Listeners, John has given me another note. He’s really let his handwriting go. It may not seem like much but I’ll tell you, John, publishers take notice of things like this. There are smears of blood and viscera all over the paper. It looks like he’s written this with his fingers.
The Elder Ones are coming. Even now, I can feel them approach. They are like a blight on the horizon, a terrible darkness that is slowly sweeping across the land like night falling upon our small and meaningless world. I can see the stars winking out one by one, consumed by the Elder Ones’ darkness. One is nearby. He will be with us soon and His coming will be foretold by madness and insanity. Some will hurt others, some will hurt themselves. We writhe in His coming. We writhe in His glorious coming. He will consume our meagre existence and gift us with the sweet release of the grave and we shall love Him for it.
Keep it up, John. At this rate, you won’t have to be working in the sound booth. One of these days, some publisher is going to snatch you up and your name will be known all across the globe.

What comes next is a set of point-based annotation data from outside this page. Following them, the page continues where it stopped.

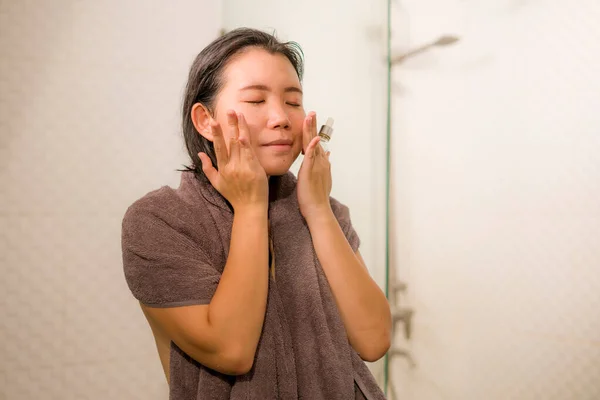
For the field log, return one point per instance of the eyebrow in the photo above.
(268, 89)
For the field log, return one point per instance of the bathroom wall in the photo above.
(496, 144)
(89, 102)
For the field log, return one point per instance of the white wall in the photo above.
(497, 186)
(346, 79)
(89, 122)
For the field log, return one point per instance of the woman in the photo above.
(250, 279)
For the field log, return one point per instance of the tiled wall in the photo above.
(88, 123)
(497, 174)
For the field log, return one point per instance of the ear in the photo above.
(201, 119)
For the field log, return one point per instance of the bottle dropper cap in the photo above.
(327, 130)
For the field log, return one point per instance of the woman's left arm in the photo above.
(363, 307)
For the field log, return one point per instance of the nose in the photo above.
(278, 118)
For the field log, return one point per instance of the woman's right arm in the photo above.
(224, 334)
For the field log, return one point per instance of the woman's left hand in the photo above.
(314, 177)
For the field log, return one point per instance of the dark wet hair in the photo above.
(205, 81)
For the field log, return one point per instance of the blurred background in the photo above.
(467, 146)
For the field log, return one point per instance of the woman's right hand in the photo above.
(240, 178)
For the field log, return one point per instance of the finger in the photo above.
(209, 170)
(219, 144)
(244, 132)
(310, 151)
(245, 141)
(234, 150)
(234, 134)
(306, 133)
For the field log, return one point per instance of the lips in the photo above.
(279, 142)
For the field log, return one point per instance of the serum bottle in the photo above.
(325, 133)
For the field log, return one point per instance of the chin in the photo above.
(277, 167)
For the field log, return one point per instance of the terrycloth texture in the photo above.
(175, 245)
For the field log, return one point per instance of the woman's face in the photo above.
(265, 88)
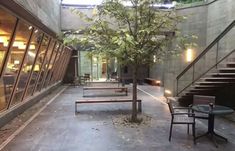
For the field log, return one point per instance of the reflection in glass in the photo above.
(56, 65)
(7, 23)
(45, 65)
(64, 64)
(28, 65)
(15, 59)
(51, 65)
(60, 64)
(38, 65)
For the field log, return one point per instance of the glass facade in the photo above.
(29, 60)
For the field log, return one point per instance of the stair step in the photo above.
(222, 74)
(230, 64)
(227, 70)
(213, 83)
(206, 86)
(219, 79)
(199, 90)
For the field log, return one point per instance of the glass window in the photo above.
(59, 64)
(45, 65)
(7, 23)
(38, 65)
(28, 65)
(51, 65)
(56, 65)
(66, 61)
(15, 59)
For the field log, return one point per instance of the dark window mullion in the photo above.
(56, 66)
(67, 59)
(45, 75)
(40, 72)
(9, 48)
(53, 66)
(61, 61)
(20, 68)
(31, 72)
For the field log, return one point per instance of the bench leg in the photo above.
(140, 106)
(76, 108)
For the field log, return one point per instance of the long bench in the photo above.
(152, 81)
(122, 89)
(139, 104)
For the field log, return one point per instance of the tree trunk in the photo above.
(134, 97)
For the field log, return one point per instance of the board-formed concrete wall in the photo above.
(207, 22)
(47, 11)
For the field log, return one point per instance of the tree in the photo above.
(133, 31)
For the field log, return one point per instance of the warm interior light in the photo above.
(154, 58)
(36, 68)
(31, 54)
(16, 62)
(189, 55)
(158, 82)
(19, 44)
(167, 91)
(32, 47)
(4, 40)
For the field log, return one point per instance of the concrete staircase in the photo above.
(210, 84)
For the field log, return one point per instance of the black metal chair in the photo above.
(202, 99)
(181, 117)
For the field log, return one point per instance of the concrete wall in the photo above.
(207, 22)
(48, 11)
(70, 20)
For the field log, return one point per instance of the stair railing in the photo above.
(216, 52)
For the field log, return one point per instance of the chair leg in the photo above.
(193, 129)
(170, 132)
(188, 128)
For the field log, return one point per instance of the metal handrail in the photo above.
(217, 39)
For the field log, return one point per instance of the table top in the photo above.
(217, 109)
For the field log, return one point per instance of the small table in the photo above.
(216, 110)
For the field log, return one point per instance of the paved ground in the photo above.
(100, 127)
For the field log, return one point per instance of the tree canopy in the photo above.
(133, 31)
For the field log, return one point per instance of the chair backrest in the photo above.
(170, 106)
(203, 99)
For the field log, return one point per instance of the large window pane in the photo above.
(7, 23)
(59, 64)
(56, 65)
(52, 64)
(15, 59)
(65, 62)
(38, 65)
(28, 65)
(45, 65)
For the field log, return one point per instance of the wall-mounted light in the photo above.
(16, 62)
(189, 55)
(167, 93)
(154, 58)
(30, 27)
(4, 40)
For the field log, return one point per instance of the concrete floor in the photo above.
(96, 127)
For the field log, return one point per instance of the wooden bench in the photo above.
(139, 104)
(122, 89)
(152, 81)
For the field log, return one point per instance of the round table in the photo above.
(215, 110)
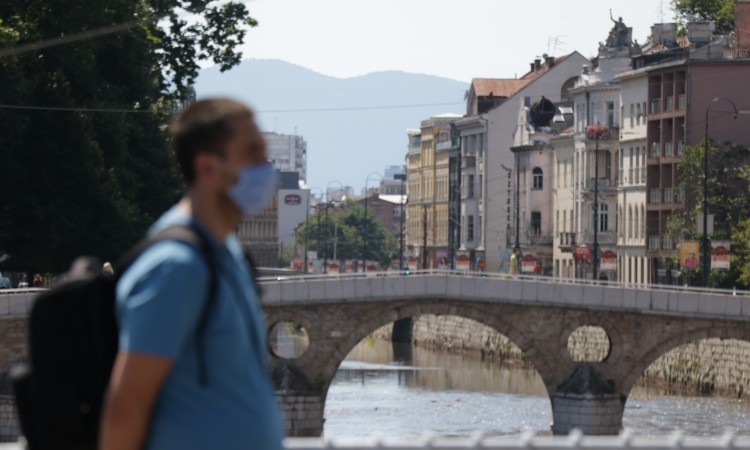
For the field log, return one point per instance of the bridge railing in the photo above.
(574, 441)
(529, 442)
(503, 276)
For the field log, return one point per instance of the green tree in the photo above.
(75, 176)
(346, 228)
(728, 200)
(719, 11)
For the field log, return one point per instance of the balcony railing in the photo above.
(680, 148)
(567, 240)
(668, 195)
(653, 150)
(603, 237)
(681, 102)
(654, 196)
(667, 149)
(655, 106)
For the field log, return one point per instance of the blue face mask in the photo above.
(255, 185)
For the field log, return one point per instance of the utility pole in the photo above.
(424, 237)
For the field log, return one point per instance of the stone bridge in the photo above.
(538, 315)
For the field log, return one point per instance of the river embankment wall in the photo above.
(707, 366)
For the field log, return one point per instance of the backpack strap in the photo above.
(190, 236)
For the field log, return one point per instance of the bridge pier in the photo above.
(302, 412)
(587, 402)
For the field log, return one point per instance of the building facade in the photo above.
(288, 153)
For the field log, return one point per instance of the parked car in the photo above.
(4, 282)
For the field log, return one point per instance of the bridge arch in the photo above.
(369, 323)
(661, 348)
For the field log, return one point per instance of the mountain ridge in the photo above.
(353, 126)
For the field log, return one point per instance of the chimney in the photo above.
(742, 27)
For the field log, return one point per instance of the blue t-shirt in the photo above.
(159, 303)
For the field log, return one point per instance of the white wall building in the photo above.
(631, 191)
(550, 79)
(288, 153)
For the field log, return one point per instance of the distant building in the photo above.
(428, 180)
(288, 153)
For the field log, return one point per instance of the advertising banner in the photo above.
(441, 259)
(720, 255)
(583, 253)
(462, 262)
(528, 264)
(690, 255)
(609, 261)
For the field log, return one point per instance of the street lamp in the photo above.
(307, 222)
(706, 251)
(402, 177)
(364, 222)
(328, 200)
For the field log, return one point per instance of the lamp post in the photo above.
(706, 247)
(307, 223)
(402, 177)
(328, 201)
(365, 226)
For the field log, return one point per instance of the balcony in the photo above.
(668, 150)
(567, 241)
(654, 196)
(653, 150)
(603, 237)
(681, 102)
(602, 185)
(655, 107)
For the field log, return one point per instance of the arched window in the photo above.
(603, 217)
(537, 178)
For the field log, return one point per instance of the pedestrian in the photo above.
(155, 400)
(514, 261)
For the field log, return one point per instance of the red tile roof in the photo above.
(493, 87)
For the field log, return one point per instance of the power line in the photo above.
(75, 37)
(277, 111)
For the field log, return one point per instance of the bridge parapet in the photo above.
(389, 286)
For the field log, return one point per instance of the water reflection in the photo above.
(400, 391)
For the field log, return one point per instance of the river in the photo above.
(397, 390)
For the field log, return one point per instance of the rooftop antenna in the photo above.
(555, 42)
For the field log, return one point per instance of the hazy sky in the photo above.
(458, 39)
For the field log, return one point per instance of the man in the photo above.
(155, 399)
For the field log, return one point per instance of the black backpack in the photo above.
(73, 343)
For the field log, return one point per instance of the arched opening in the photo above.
(700, 388)
(589, 344)
(456, 377)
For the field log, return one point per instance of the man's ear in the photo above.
(206, 169)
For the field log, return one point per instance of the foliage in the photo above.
(346, 228)
(728, 200)
(83, 182)
(719, 11)
(597, 132)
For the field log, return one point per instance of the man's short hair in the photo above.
(204, 127)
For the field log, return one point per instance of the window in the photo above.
(611, 115)
(538, 178)
(603, 217)
(536, 223)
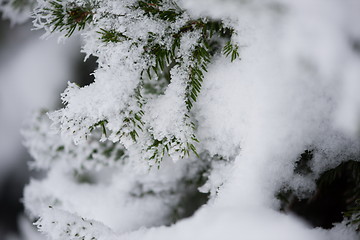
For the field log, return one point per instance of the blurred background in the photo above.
(33, 73)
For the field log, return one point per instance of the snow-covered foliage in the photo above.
(162, 89)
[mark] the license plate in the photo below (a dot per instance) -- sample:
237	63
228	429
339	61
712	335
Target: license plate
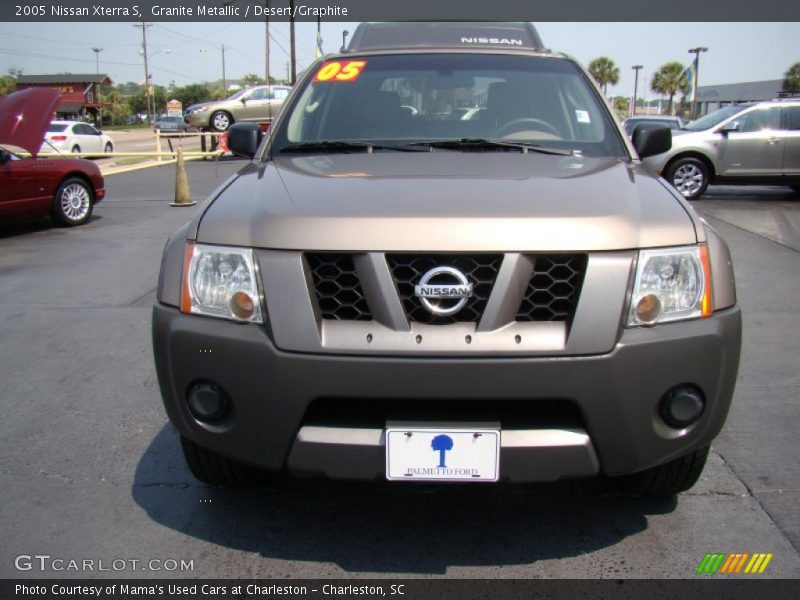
423	453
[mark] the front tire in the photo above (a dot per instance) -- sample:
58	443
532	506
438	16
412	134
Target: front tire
73	202
668	479
220	121
689	176
214	469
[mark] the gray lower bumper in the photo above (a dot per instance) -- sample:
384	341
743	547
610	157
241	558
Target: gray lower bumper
525	454
616	394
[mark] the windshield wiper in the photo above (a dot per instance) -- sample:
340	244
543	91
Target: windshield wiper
345	146
485	144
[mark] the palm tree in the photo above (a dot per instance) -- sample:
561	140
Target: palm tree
668	80
791	82
604	72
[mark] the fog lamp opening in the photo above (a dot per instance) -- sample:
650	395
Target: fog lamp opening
648	309
207	402
682	406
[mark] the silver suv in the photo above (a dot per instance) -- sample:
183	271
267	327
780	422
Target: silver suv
260	104
385	292
754	143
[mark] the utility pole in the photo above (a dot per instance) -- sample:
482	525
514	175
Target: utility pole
291	40
144	27
635	88
224	81
696	52
97	52
266	42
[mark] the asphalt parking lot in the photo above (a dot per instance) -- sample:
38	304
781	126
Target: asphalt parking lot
90	468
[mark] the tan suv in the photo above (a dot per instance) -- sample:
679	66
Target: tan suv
259	103
746	144
391	294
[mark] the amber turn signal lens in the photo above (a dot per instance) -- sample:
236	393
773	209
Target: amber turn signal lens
648	309
241	305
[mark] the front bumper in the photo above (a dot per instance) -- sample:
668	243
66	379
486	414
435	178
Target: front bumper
616	394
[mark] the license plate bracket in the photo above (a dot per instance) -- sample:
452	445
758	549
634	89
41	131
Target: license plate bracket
464	452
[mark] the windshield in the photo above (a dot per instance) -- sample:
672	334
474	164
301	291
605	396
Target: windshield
415	98
237	95
715	118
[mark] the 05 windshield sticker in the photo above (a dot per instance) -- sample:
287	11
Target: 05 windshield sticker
340	70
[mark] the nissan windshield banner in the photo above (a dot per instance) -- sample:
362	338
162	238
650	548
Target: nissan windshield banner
398	10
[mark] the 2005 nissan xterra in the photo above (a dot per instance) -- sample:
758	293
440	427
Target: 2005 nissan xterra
446	263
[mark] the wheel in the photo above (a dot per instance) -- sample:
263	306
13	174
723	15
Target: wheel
526	123
214	469
220	121
73	202
667	479
689	176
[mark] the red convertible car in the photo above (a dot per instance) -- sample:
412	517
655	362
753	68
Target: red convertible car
64	188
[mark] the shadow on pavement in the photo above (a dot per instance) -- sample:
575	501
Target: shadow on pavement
377	528
32	225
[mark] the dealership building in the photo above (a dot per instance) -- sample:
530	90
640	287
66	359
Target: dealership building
712	97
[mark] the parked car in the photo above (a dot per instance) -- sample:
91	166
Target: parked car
259	103
385	295
76	138
667	120
753	143
65	188
166	125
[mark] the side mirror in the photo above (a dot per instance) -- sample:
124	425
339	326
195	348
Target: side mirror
650	139
244	139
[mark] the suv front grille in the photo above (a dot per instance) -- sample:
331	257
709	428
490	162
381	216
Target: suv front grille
553	291
337	287
480	269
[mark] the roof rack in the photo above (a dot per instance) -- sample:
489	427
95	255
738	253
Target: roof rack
445	34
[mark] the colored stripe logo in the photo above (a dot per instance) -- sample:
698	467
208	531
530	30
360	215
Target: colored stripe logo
718	563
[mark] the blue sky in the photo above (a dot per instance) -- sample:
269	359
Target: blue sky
189	52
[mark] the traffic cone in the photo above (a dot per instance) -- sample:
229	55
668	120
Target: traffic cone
183	196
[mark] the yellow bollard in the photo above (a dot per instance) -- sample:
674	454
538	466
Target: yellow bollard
183	196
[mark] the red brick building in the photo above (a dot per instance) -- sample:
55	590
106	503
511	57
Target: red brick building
79	92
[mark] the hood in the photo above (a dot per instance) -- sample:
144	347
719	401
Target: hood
25	115
446	201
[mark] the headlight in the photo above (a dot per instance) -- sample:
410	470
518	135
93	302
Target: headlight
671	284
221	282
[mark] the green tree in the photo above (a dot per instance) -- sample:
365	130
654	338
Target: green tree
7	84
138	102
668	80
621	106
191	94
791	81
604	71
252	79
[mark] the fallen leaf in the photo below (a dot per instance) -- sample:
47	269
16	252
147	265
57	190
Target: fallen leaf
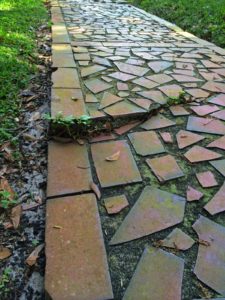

And listeners, I wouldn’t worry too much about Elder Ones and deep, dark eldritch monstrosities. In the end, our level of consciousness is so low that we will not even be able to comprehend the effects that these cosmic beings will have on our fragile reality. Instead, our minds would simply collapse underneath the immense strain of this whole new plane of existence and likely send us into a deep and potentially permanent coma. You probably won’t even experience more than a single moment of mind-destroying soul terror before your slip into unconsciousness.
So relax. Sometimes we must accept that some things are just beyond our control, and we should move on.